English

Bug: Using .NET container controls inside ArcGIS applications

Description

Forms can be created in Visual Studio .NET that are hosted inside ArcGIS applications, for example as custom property pages, or as custom Object Inspectors. In some cases problems may be encountered if certain controls have been used on the .NET form that is hosted inside ArcMap. These problems may occur when control on the .NET form has focus, when the ArcGIS application is minimized, or when focus is switched away from the ArcGIS application in some other way.

For example, this problem can be experienced by creating a custom property page in Visual Studio .NET for graphic elements, that contains a tab control that in turn contains other .NET controls. Display the custom property page in ArcMap, click on the controls contained inside the tab control, and then switch to another application.

Cause

Some Windows Forms Controls in .NET are parented in a different way to those created in other environments, for example VB 6 forms and controls or Visual C++ dialogs and controls. Due to this difference in the parenting of some .NET controls, it is possible to encounter a situation where an endless loop of Windows Messages are passed between the .NET form and the item in ArcGIS which hosts the .NET form.

Workaround

Do not use affected controls as containers.

Alternatively, for each control used in the .NET project that acts as a Container, or holds other controls within it, verify that the ContainerStyle is set to True. This verifies that the parenting of container controls is consistent and the infinite message loop does not occur.
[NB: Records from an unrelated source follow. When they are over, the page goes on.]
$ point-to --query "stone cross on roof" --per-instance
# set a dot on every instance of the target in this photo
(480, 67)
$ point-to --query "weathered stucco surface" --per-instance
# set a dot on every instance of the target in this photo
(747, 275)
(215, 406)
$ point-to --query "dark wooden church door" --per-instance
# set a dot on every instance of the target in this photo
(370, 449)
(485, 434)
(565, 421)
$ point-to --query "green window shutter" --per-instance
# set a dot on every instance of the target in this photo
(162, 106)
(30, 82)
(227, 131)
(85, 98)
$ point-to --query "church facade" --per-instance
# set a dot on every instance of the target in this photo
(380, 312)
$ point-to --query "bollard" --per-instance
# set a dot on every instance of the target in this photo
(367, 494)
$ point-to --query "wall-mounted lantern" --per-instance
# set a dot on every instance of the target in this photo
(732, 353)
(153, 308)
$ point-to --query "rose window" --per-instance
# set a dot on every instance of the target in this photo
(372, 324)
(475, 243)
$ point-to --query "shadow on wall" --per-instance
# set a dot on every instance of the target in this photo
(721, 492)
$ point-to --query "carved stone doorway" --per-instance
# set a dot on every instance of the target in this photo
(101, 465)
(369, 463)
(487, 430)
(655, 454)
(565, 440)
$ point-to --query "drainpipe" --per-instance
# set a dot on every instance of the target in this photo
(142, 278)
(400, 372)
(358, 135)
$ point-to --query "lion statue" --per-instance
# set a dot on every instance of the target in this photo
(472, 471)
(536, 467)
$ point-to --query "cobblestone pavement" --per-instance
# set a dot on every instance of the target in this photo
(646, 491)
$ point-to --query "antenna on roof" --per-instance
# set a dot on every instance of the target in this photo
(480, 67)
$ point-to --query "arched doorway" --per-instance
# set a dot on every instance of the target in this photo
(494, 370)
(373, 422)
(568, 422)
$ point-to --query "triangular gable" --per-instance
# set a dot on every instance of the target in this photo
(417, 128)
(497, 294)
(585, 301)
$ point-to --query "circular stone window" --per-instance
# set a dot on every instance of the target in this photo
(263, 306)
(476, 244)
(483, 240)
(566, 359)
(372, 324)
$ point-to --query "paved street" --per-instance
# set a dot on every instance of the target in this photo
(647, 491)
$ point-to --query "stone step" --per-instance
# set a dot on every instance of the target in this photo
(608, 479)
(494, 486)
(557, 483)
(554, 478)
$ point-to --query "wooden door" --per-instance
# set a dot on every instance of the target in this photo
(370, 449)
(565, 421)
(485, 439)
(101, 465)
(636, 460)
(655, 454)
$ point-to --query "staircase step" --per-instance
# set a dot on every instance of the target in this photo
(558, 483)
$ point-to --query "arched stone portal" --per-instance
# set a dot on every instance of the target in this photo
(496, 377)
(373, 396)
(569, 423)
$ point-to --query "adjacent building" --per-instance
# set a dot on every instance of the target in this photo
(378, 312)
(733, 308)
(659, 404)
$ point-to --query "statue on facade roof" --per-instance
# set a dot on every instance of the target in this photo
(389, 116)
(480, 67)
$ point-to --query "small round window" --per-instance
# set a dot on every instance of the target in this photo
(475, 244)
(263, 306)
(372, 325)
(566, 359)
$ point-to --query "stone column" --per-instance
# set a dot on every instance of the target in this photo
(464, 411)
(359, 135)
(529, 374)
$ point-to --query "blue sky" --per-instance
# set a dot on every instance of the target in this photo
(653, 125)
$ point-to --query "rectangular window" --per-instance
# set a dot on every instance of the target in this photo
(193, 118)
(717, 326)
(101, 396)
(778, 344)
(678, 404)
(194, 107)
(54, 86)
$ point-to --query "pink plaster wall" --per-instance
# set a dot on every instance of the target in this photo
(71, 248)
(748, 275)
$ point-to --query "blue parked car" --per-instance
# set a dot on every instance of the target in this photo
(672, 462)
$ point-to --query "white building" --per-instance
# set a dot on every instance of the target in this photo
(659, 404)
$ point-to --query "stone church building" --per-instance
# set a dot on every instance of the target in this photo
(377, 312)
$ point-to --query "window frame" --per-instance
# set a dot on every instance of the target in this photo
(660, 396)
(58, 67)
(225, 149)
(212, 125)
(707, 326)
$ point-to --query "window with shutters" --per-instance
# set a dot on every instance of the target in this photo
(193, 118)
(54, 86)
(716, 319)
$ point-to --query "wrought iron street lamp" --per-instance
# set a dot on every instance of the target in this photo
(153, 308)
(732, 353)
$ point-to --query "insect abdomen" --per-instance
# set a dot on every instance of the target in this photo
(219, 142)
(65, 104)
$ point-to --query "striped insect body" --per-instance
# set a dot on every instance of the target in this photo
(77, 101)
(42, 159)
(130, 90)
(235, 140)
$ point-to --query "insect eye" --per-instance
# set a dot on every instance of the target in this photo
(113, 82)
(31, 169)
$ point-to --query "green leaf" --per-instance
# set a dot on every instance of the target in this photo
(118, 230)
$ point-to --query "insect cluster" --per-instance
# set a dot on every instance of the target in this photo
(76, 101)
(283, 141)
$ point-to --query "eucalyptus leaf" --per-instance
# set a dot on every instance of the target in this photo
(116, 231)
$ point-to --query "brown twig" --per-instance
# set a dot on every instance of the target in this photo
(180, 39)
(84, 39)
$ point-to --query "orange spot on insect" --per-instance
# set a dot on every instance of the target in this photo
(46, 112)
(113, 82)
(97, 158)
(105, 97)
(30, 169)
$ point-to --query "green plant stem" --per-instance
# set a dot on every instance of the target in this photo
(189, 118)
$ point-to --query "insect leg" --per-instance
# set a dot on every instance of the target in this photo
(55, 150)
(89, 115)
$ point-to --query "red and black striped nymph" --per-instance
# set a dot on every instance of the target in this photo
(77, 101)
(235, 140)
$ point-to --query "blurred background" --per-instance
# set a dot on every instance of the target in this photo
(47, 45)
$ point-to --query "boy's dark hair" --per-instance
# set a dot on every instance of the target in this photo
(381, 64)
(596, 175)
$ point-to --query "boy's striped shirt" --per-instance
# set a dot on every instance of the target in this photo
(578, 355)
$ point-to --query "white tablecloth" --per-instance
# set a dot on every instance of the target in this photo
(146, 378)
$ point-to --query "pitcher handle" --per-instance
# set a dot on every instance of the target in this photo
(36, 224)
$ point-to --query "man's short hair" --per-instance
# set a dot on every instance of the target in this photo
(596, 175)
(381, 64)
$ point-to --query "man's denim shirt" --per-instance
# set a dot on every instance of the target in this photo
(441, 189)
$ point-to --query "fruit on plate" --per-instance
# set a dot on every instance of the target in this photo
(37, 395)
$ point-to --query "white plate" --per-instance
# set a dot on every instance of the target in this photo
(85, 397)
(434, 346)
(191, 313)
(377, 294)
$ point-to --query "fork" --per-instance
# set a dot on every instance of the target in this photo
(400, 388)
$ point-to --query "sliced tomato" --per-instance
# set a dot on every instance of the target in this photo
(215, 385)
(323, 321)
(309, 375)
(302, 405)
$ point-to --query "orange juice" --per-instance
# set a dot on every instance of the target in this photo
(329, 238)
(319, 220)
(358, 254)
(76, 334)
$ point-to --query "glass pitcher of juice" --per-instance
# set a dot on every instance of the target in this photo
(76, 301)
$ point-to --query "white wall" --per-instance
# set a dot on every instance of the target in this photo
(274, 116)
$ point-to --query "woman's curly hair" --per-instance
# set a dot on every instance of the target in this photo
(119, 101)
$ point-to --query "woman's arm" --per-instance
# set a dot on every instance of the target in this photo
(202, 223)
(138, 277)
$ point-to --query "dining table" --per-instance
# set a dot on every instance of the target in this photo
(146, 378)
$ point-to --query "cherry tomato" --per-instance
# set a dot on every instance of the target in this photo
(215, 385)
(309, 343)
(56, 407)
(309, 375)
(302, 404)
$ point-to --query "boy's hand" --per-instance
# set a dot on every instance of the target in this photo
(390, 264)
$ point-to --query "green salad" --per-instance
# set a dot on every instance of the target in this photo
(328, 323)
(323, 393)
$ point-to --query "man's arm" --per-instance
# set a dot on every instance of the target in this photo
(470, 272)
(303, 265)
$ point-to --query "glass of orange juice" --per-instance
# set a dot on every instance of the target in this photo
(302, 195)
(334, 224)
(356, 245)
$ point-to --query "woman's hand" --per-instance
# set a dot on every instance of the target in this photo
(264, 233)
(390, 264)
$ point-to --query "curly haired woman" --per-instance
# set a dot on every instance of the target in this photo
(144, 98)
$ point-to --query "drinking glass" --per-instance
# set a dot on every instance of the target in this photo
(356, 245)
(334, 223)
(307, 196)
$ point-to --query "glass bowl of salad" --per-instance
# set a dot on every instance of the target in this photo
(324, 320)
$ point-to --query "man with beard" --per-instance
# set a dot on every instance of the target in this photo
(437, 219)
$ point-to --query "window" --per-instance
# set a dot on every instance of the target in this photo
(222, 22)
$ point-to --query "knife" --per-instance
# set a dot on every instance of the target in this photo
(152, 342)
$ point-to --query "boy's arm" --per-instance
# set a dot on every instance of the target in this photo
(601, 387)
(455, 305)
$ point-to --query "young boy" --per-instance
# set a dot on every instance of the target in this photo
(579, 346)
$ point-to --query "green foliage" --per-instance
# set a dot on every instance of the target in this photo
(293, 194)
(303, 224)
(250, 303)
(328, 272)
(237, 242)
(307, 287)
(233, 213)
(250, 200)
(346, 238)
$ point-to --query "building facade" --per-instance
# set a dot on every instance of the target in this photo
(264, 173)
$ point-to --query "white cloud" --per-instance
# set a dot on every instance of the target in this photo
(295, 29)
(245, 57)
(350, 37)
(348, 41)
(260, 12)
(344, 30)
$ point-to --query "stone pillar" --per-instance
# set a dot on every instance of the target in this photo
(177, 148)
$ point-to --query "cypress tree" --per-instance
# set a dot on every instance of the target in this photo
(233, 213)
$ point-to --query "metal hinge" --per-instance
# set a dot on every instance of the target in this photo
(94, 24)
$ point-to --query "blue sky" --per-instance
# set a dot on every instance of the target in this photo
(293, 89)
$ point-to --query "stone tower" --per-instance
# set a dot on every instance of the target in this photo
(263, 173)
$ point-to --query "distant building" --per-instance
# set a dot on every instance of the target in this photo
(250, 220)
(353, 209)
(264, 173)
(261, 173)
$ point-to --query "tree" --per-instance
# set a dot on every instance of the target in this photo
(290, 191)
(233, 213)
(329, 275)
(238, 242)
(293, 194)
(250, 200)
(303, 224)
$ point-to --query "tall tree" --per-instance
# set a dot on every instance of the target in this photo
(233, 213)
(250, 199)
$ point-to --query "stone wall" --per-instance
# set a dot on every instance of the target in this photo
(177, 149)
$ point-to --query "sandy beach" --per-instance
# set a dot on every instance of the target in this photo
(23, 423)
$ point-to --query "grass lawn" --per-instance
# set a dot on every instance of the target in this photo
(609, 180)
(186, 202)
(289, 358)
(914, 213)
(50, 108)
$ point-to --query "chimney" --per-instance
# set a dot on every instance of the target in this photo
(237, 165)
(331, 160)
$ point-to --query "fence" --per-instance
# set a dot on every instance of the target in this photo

However, as the ContainerStyle is a protected member, and therefore can only be set internally to the class, new control classes must be created to achieve this.

The workaround is fully described below.

Some of the controls for which ContainerStyle is set to False by default are:
TabControl, StatusBar, Button, TextBox, PictureBox, ListView, TreeView, and ToolBar.

Some of the controls for which ContainerStyle is set to True by default are:
Form, Panel, GroupBox, and TabPage.

  1. Create a new Class which inherits from the Control class of interest.

    For example, when using a TabControl class, create a new ContainerTabControl that inherits from TabControl:

    Code:
    public class ContainerTabControl : TabControl
    {
    public ContainerTabControl()
    {}
    }

  2. Set the ContainerStyle in the constructor of this new control. For example:

    Code:
    public class ContainerTabControl : TabControl
    {
    public ContainerTabControl()
    { this.SetStyle(ControlStyles.ContainerControl, true);
    }
    }

  3. Replace all uses of the old control with the new container control. This can be done in one of two ways.

    - Remove all the old controls from the form, and recompile the project. Add the new inherited controls to the Toolbox by right-clicking the Toolbox, then navigating to the compiled project and selecting it to add the new inherited controls to the Toolbox; then add the inherited controls to the form in the usual way.

    - In the Code view of the form, replace the declarations and instantiations of the old controls with declarations and instantiations of the newly inherited forms
    Note:
    This requires editing the 'Windows Form Designer generated code' region of the form: it is generally recommended by Microsoft to not edit this region in the code editor. Making these changes may affect the project's source code; only perform this step if the project has been backed up and the consequences of the action are known.